A partir de sa fiche matricule présente aux archives départementales de l’Indre, il est possible de retracer son parcours individuel

Alors déclaré comme cordonnier, au moment de son conseil de révision de mars 1907, il est classé dans la 3e partie, celle des engagés volontaires. Effectivement, depuis le 1er octobre 1906, il s’est engagé pour 3 ans auprès du 90e régiment d’Infanterie de Châteauroux. Le mois suivant, il intègre le régiment comme soldat de 2e classe. Il passe caporal en avril 1907 et sergent en 1908.

Le 8 décembre 1908, il contracte mariage à Châteauroux avec Augustine Bourgeois (24 ans)

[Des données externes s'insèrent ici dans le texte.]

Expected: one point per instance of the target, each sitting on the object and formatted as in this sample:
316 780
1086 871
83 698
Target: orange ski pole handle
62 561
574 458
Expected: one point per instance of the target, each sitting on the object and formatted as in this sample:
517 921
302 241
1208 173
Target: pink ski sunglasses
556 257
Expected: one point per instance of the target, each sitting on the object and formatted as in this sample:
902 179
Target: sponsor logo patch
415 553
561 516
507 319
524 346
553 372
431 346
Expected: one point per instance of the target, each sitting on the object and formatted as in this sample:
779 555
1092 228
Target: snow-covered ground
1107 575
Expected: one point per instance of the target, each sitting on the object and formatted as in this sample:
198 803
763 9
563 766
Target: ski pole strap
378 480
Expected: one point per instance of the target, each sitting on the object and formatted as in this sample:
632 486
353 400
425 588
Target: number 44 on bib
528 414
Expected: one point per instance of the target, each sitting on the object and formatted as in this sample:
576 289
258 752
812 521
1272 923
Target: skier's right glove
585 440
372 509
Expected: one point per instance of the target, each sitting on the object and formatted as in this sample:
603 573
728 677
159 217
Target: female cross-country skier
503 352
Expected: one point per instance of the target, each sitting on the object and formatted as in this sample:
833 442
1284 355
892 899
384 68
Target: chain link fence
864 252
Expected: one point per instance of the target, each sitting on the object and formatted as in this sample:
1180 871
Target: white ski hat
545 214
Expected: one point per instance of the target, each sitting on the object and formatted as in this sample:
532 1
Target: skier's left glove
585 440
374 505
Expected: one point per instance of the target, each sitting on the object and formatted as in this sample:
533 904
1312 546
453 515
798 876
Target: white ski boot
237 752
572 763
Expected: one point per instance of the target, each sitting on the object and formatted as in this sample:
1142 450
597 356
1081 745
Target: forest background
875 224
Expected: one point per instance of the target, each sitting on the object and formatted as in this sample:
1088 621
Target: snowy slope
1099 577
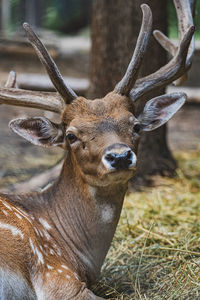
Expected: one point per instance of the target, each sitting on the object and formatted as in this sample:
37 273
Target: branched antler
64 90
127 82
11 95
178 65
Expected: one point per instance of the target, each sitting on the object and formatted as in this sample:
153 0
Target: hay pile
156 250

En 1909, il se rengage pour 2 ans et il prolonge à nouveau de 3 ans en 1911. Lors de la mobilisation d’aout 1914, il est alors nommé sergent-major.

Du fait de ces capacités, de son expérience acquise, mais aussi afin de combler les trous dans les effectifs d’encadrement, il est choisi pour intégrer le corps des officiers. Au lendemain des lourdes pertes liées à l’engagement du 9 mai 1915, il passe donc au sein du 125e Régiment d’Infanterie (Poitiers) comme sous-lieutenant à titre temporaire (Décision ministérielle du 11 mai 1915). Le 125e RI est un régiment d’Infanterie du même Corps d’Armée que le 90e. Il rejoint d’ailleurs ce dernier en janvier 1916 et est nommé lieutenant à titre temporaire à compter de novembre 1916.

  Cité à l’ordre 46 du 01/12/1916 « Jeune officier courageux et dévoué qui s’était déjà distingué à Verdun. Commande très bien sa Cie de mitrailleuses. A fait preuve des plus belles qualités militaires pendant la période du 26/10/1916 au 01/11/1916 et celle du 4 au 7 novembre et a été un collaborateur précieux pour le Cdt de Bataillon. A fait spontanément la reconnaissance de la ligne nouvellement acquise pour placer ses pièces » Bataille de la Somme

Cité à l’ordre 26 du 26/08/1917. « Officier modeste mais de réelle valeur a contribué à la défense du secteur du Bataillon en recherchant des emplacements de pièces de mitrailleuses malgré la violence du bombardement » Bataille de l’Aisne Juillet 1917

Après des nominations à titre définitif courant 1917 et 1918, il passe capitaine en mai 1918. Il commande alors la 1ère Cie de Mitrailleuses.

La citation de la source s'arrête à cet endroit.